Among known therapeutic animal studies including drug delivery matrices, bone tissue engineering, artificial blood vessels, heart valve, artificial nerve conduits, lithography and injectable PHA [93], also some pharmaceutical applications (Table 1), 3D printing to generate specific shapes for personalized application looks most promising even though this is just starting to rise (Fig. 2). The PHA 3D printing market is large especially when considering the plastic surgery, traffic accidence demand that is increasing exponentially.

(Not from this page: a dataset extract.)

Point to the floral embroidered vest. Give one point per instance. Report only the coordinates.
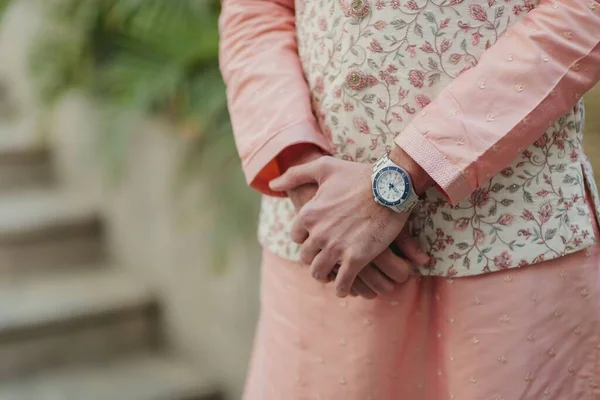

PHA | Application | The relevant studies | References |
---|---|---|---|
PHB | Drug delivery systems | HepaRG cells were found to efficiently uptake PMLA-b-PHB-based nanoparticles. | [94] |
PHA | Drug delivery matrices | PHA nanoparticles as biodegradable and biocompatible matrices for sustainable anticancer drug release. | [95] |
PHB | Bone tissue engineering | PHB-PEG scaffolds better than PHB for growth of bone marrow stromal cells. | [96] |
PHB/nHA | Bone tissue engineering | Human mesenchymal stromal cells (hMSCs) remained viable on PHB/nHA biocomposite scaffolds and proliferated continuously until reaching confluence. | [97] |
PHBHHx | Artificial blood vessels and heart valve | Mechanical properties of the PHBHHx films were improved significantly by blending with PPC without affecting the biocompatibility, similar results achieved with mcl PHA. | [98], [99] |
P4HB | Drug delivery, tissue engineering | P4HB should find use in a wide variety of medical fields such as cardiovascular, wound healing, orthopedic, drug delivery, and tissue engineering applications. | [100] |
PHBHHx | Tissue transplantation | Islet cells on PHBHHx displayed higher metabolic activities than that on tissue culture plate, insulin gene expression and extracellular secretion was upregulated on PHBHHx for 72 h. | [101] |
3HB | Enzyme-protecting additive | 3HB could be used as an efficient enzyme-stabilizing and enzyme-protecting additive. | [102] |
3HD | Anti-cancer | Conjugation of anticancer DP18L peptide with 3HD enhances its anti-cancer activity; (R)-3-hydroxyalkanoic acids with 9 and 10 carbons were most effective at improving DPI8L activity. | [103] |
HBME | Drug candidate | Mice treated with HBME performed significantly better in the Morris water maze than either the negative controls (no treatment) or positive controls (AXONA® treatment). It appeared that 3HB and HBME enhanced learning and memory of mice. HBME inhibited cell apoptosis under glucose deprivation, rescued activities of mitochondrial respiratory chain complexes that were impaired in AD (Alzheimer disease) patients and decreased the generation of ROS. | [104] |
3HB, HBME | Drug candidate | 3HB and its derivative HBME inhibited the development of osteoporosis in mice maintained under simulated microgravity, helping preserve bone microstructure and mechanical property. | [105] |
PMLA-b-PHB: poly(beta-malic acid) block poly(3-hydroxybutyrate) copolymer; hMSCs: human mesenchymal stem cells; PHB-PEG: poly(3-hydroxybutyrate)-poly(ethylene glycol) copolymer; 3HB: 3-hydroxybutyrate; 3HD: 3-hydroxydecanoic acid; HBME: 3-hydroxybutyrate methyl ester.